Researchers Develop AI Base Pair Network to Decode Genetic Instructions

A collaborative study at the Stowers Institute or Medical Research created an artificial intelligence (AI) called Base Pair Network (BPnet) that can help interpret the instructions embedded in the human DNA, reported EurekAlert.

The team of researchers from the Institute, Stanford University, and the Technical University of Munich found that neural networks can read and regulatory instructions encoded in the DNA. Such decoding can lead to the projection of results.

Artificial neural networks, simply called neural networks are interconnected computer systems loosely inspired by biological neural networks, specifically their brains and overall nervous systems.
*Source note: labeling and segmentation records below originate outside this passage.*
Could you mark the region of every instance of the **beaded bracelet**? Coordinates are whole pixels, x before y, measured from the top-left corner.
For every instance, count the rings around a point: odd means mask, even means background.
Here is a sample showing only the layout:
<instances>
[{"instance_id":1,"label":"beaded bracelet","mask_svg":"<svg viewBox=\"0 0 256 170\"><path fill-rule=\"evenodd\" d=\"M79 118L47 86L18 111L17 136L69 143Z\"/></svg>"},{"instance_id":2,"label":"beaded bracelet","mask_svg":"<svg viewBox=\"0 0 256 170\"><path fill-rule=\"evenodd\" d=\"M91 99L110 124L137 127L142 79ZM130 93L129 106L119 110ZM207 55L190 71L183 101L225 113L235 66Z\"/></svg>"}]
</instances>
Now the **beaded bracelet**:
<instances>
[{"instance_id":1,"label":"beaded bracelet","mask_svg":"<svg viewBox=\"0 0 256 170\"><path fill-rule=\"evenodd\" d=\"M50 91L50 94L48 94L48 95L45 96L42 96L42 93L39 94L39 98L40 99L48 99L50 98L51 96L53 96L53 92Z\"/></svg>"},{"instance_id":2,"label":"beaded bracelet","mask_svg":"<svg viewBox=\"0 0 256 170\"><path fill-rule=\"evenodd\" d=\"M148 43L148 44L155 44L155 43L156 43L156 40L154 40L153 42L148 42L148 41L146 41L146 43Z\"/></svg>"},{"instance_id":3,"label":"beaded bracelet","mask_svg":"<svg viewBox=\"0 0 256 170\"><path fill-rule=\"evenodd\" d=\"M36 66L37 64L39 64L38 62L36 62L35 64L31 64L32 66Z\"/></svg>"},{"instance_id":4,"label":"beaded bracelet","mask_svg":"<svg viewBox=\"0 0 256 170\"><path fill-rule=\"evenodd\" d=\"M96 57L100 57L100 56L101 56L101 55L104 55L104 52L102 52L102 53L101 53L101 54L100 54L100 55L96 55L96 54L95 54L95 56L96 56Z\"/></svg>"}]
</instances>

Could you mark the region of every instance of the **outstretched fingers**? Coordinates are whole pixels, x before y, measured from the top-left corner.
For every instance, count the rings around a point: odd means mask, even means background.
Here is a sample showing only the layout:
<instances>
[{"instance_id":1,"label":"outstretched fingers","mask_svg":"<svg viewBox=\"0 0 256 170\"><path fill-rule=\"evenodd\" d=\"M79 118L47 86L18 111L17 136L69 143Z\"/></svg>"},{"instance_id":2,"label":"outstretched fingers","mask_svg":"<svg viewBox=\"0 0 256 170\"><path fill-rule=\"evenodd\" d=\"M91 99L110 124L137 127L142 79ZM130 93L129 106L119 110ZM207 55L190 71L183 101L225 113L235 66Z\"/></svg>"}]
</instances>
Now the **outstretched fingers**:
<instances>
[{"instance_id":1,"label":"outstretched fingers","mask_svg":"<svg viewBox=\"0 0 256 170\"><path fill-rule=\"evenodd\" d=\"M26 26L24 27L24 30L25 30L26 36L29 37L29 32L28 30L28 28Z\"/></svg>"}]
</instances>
Researchers Develop AI Base Pair Network

These AI models are designed to learn from various data types including speech signals, images, and texts. These are typically used to predict possible properties with accuracy. One difficulty with their results is extracting the data is a challenge.

The study, published in Nature Genetics, explains that neural networks can be used to find subtle DNA sequences and patterns in the genome to further understand the organization of sequences used to regulate genes.

BPNet uses a more explainable system to find out the genome’s regulatory code. Such codes are considered instructions for building proteins, specifically how, when, and where. The combinations and arrangements of these patterns are complex and difficult to decipher.

The system, developed by biologists and computational researchers, experiments with transcription factors in the DNA to predict and interpret the regulatory code.

Researcher lead Julia Zeitlinger explained that the success was “extremely satisfying” because “the results fit beautifully with existing experimental results, and also revealed novel insights that surprised us.”

The importance of this AI rests in the fact that the genome’s second code – the regulatory code – was previously an unsolved issue. However, it is in charge of a transcription called Nanog, which cooperates with DNA in certain circumstances.

“There has been a long trail of experimental evidence that such motif periodicity sometimes exists in the regulatory code. However, the exact circumstances were elusive, and Nanog had not been a suspect,” Zeitlinger explained.

Scientific Computing said that this is a bottom-up approach that resembles how facial recognition works. However, facial recognition AI learns from pixels, while BPNet learns from sequences and higher-order rules.

With the help of neural networks, researchers can find more complex patterns without previous knowledge, which can allow more discoveries regarding the genome.

The flexible model can be applied in different data types and cell types, which can increase the understanding of different models and their regulatory codes.